The word linear does not mean merely that a formula contains straight lines. It means that the transformation preserves the algebraic structure of a vector space.

It preserves sums:

$$
T(u+v)=T(u)+T(v).
$$

It preserves scalar multiples:

$$
T(cv)=cT(v).
$$

It preserves linear combinations:

$$
T\left(\sum_{i=1}^{k} c_iv_i\right) =
\sum_{i=1}^{k} c_iT(v_i).
$$

It preserves the zero vector:

$$
T(0)=0.
$$

It preserves subspaces by sending them to subspaces of the codomain.

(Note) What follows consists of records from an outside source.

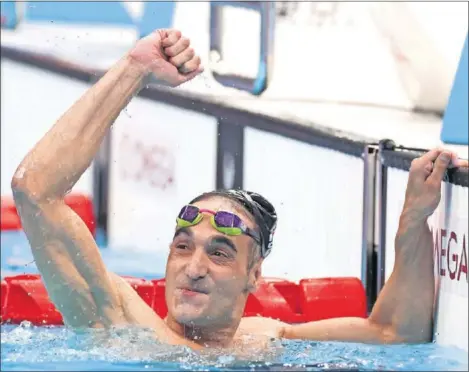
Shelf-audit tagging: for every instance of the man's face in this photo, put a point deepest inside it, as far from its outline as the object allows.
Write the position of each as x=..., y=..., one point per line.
x=207, y=276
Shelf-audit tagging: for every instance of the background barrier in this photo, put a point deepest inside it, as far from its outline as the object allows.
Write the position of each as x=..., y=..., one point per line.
x=449, y=226
x=168, y=146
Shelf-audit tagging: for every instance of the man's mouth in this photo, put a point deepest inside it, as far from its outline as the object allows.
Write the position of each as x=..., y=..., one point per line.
x=192, y=291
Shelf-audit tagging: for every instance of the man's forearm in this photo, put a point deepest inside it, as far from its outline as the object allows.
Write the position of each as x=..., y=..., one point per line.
x=405, y=305
x=59, y=159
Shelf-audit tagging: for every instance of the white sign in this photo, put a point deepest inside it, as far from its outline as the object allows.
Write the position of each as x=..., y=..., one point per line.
x=161, y=158
x=449, y=229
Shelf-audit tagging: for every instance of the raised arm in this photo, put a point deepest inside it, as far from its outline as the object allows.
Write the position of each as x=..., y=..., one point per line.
x=65, y=252
x=404, y=309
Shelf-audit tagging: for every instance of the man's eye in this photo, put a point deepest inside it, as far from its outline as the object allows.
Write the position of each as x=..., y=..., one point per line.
x=220, y=254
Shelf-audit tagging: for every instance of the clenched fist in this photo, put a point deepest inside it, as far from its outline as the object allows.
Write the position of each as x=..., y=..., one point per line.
x=423, y=191
x=168, y=55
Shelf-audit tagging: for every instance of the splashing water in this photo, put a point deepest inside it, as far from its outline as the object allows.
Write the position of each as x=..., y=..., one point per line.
x=27, y=347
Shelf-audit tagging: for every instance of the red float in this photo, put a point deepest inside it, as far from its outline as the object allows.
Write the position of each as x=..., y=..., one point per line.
x=24, y=297
x=81, y=204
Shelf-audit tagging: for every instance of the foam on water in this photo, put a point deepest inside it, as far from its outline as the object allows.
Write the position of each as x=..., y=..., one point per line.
x=26, y=347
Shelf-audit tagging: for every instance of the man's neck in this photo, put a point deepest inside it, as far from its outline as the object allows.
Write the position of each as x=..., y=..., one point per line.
x=207, y=336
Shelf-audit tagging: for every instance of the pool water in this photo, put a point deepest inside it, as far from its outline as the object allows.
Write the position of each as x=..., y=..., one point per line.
x=28, y=348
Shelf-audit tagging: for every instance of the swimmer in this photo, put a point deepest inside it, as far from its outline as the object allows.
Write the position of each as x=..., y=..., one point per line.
x=220, y=241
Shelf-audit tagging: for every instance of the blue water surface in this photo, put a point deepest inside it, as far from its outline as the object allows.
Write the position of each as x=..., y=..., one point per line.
x=28, y=348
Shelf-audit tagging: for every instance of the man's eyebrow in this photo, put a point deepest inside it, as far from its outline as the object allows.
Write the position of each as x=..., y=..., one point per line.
x=183, y=230
x=223, y=240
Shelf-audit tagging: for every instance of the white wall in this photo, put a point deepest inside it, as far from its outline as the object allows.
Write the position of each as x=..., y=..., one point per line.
x=162, y=158
x=449, y=224
x=319, y=227
x=32, y=100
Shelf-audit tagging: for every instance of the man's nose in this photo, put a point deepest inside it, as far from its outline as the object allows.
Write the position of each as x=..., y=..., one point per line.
x=197, y=266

These properties make linear transformations the natural maps in linear algebra, just as continuous functions are natural maps in topology and homomorphisms are natural maps in algebra.

## 32.23 Summary

A linear transformation is a function between vector spaces that preserves addition and scalar multiplication. The two defining identities are

$$
T(u+v)=T(u)+T(v)
$$

and

$$
T(cv)=cT(v).
$$

Every matrix gives a linear transformation by \(T(x)=Ax\). Conversely, every linear transformation between finite-dimensional coordinate spaces has a matrix representation. The columns of the matrix are the images of the standard basis vectors.

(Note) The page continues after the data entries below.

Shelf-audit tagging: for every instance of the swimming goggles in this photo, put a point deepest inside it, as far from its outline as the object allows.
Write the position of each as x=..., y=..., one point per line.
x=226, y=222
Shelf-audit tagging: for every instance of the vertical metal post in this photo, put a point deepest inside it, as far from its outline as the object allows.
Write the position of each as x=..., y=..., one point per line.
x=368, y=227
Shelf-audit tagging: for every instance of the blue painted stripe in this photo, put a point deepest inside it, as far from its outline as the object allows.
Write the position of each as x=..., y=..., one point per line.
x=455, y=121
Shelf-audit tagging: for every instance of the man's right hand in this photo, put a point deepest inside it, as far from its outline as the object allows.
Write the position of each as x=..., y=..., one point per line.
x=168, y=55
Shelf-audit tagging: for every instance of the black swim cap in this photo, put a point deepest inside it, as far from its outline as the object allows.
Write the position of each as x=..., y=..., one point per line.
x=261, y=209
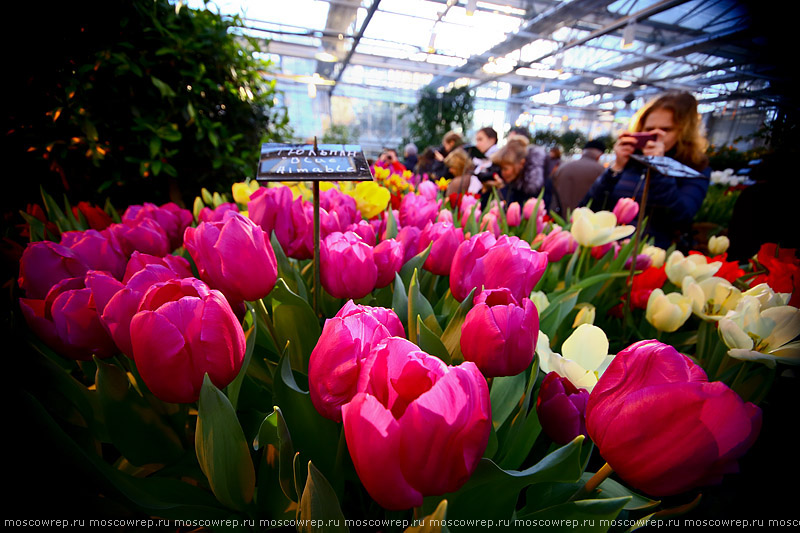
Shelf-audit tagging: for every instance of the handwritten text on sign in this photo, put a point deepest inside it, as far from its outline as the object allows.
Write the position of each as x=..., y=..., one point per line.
x=289, y=162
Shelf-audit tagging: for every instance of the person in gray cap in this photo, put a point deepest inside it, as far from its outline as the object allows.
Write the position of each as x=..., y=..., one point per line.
x=574, y=179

The kernel consists of all vectors sent to zero. The image consists of all vectors reached by the transformation. Injectivity is equivalent to having trivial kernel, and surjectivity is equivalent to having image equal to the codomain.

Linear transformations are central because they connect algebra, geometry, and computation. They describe the maps that preserve the structure of vector spaces.